What to do this week Visit public gardens in bloom. Resurrect and clean your patio furniture. Hook up the garden hose and add a spray nozzle for spring cleaning. Dig, divide, and relocate overgrown summer and fall-blooming perennials in your garden but wait until fall to move spring bloomers. Shop garden centers for perennials, but wait until May to plant annuals in Southern New England. Sow or transplant cold-weather vegetables, including beets, broccoli, chard, parsley, and cauliflower in the Boston area. Try pruning flowering shrubs and trees while they are budding and blooming so you can use the branches for bouquets. Sprinkle bulbs with bulb fertilizer and rose bushes with rose fertilizer before rain is expected. Pull weeds before they go to seed.
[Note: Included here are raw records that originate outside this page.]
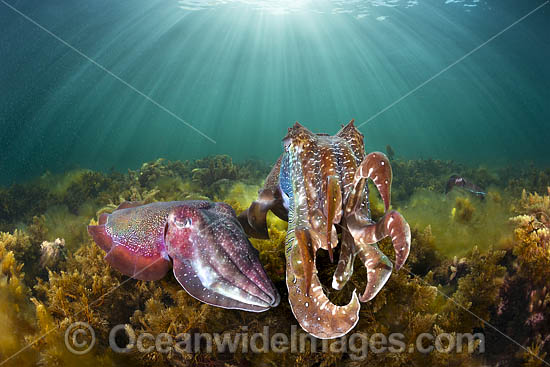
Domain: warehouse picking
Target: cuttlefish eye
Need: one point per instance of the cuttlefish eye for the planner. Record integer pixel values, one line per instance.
(183, 222)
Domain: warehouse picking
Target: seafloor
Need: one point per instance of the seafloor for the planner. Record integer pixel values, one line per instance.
(476, 266)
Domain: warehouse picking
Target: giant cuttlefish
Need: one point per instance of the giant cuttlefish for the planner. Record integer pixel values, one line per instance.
(203, 242)
(319, 185)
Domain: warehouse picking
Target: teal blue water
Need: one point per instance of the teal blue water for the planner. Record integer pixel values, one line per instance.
(241, 72)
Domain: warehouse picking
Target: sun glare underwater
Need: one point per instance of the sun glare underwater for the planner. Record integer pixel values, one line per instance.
(275, 182)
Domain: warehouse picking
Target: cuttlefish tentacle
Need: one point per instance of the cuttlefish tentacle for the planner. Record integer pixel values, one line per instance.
(348, 251)
(311, 307)
(378, 266)
(376, 166)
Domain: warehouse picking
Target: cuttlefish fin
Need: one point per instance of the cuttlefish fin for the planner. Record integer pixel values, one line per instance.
(218, 293)
(129, 204)
(334, 203)
(305, 244)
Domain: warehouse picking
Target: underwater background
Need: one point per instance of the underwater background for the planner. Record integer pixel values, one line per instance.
(242, 72)
(131, 100)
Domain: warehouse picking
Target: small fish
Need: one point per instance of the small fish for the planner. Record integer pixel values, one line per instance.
(457, 181)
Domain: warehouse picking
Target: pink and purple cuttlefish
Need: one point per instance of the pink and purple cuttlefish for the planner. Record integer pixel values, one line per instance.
(202, 241)
(319, 185)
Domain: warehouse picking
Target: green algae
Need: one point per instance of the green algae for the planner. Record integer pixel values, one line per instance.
(472, 260)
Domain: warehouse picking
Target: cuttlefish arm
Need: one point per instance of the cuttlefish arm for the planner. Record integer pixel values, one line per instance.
(204, 243)
(314, 311)
(366, 233)
(254, 219)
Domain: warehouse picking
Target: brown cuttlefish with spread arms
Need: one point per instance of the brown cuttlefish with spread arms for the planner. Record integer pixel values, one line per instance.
(319, 185)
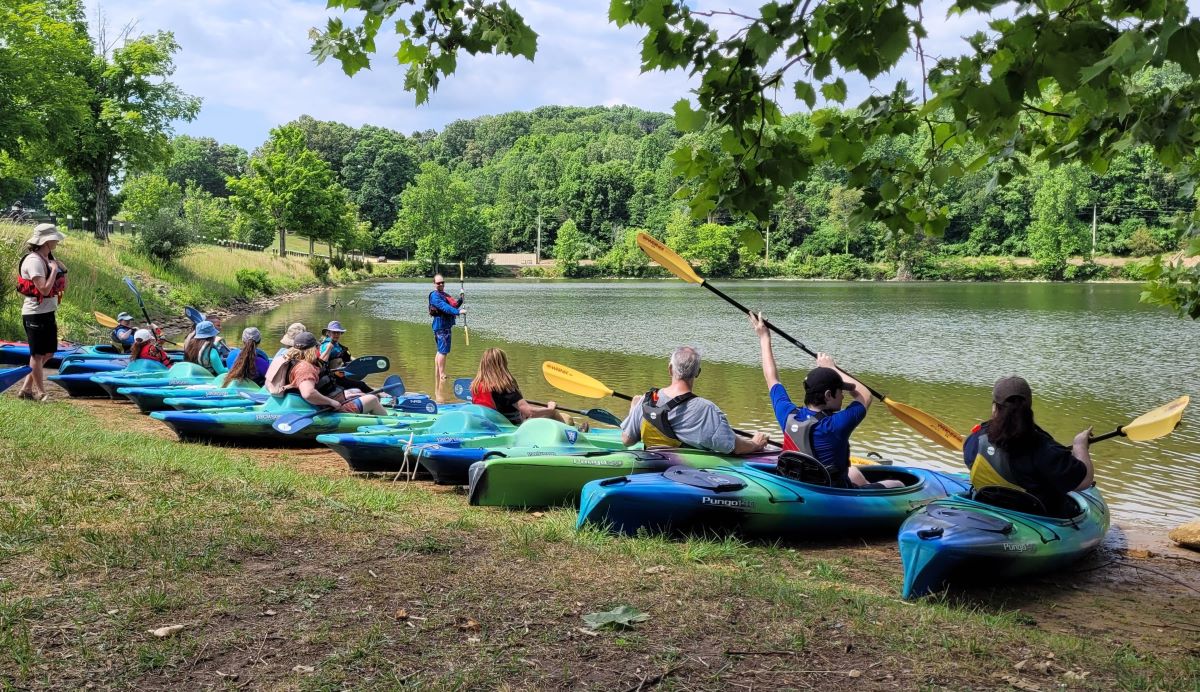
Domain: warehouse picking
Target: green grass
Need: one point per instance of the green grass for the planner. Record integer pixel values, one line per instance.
(107, 534)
Q. When it’s time to reseed my lawn, should I use a crabgrass preventative?
N.I., Medfield
A. Early autumn is the best time to plant grass seed here. The second-best time is April for the Boston area and May for Northern New England. This is also a good time to thicken your lawn by overseeding, which is the secret to a great lawn. But if you seed, skip the crabgrass preventatives and other herbicides this year, including weed-and-feed products. Make sure the soil stays continually damp until the seed sprouts, then wait six weeks to fertilize.
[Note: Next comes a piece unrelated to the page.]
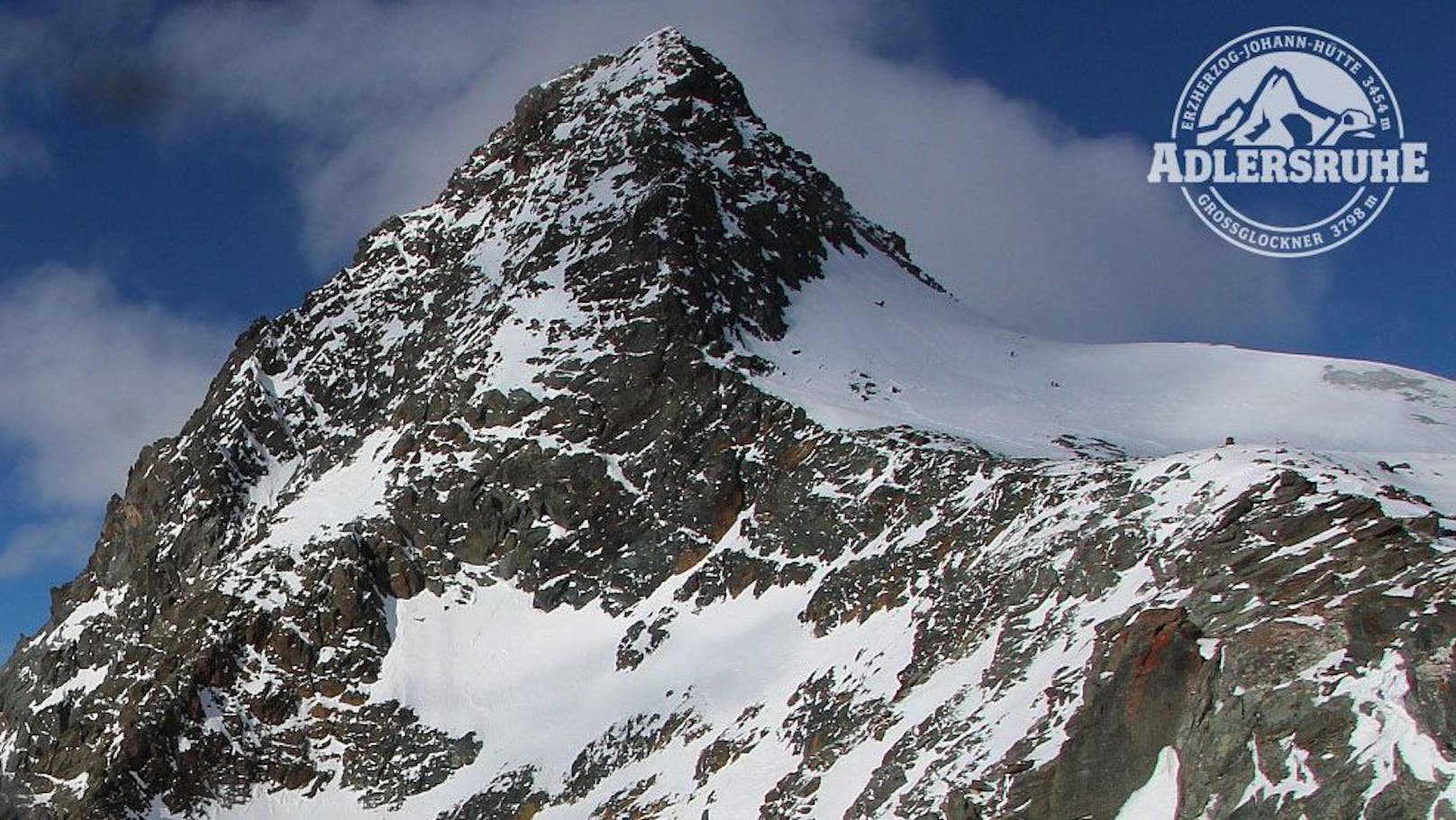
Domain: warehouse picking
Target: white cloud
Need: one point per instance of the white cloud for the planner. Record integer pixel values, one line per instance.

Q. What kind of plant material would work best between large concrete pavers on a pathway from the front around the house to the patio? It is 95 percent full sun. I am considering creeping thyme, ajuga, or something else. What would you suggest?
L.V., Westwood
A. I think thymes are your best bet. Try different ones that will release scent when you step on them, like creeping and woolly. They need a sunny site that does not stay damp. I’ve had good results with dwarf varieties of bugleweed planted between pavers in more shady situations.
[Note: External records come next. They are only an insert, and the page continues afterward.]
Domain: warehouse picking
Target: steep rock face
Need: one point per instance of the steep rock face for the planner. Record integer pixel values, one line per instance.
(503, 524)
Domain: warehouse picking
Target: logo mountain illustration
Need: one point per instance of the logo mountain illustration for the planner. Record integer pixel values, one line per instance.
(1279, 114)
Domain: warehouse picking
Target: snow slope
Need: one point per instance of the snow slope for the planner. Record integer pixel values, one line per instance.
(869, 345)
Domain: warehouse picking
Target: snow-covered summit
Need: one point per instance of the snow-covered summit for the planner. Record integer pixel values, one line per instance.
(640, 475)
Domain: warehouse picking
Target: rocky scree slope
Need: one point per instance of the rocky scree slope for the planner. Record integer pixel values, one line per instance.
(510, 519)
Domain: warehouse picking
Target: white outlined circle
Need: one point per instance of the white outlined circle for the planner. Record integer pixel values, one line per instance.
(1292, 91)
Q. Our condo development has a master plan for trees. It includes “American elm.’’ Is that tree OK to plant?
G.F., Medfield
A. It is OK only if you get a named variety that has shown resistance to the dreaded Dutch elm disease. This great native tree lined American boulevards until the middle of the 20th century, when the disease wiped it out. Since then the search has been on for resistant varieties. Look for “Princeton’’ and “New Harmony’’ varieties, which rated highest for Dutch Elm disease resistance in a 2005-2015 trial coordinated by Colorado State University. I have been growing three “Princeton’’ elms I bought from Sylvan Nursery in Westport more than a decade ago that have been healthy and fast-growing. “New Harmony’’ and “Jefferson’’ have also shown resistance. Why take a chance on an American elm? Some people (like my husband) have a sentimental attachment to them from their youth. American elms are very good for wildlife, handsome, and fast-growing. Some have a vase shape that is perfect for a street tree; however, if your neighbor has a large elm tree, it is probably not an American elm. There are many exotic kinds of elms from around the world that don’t get Dutch elm disease.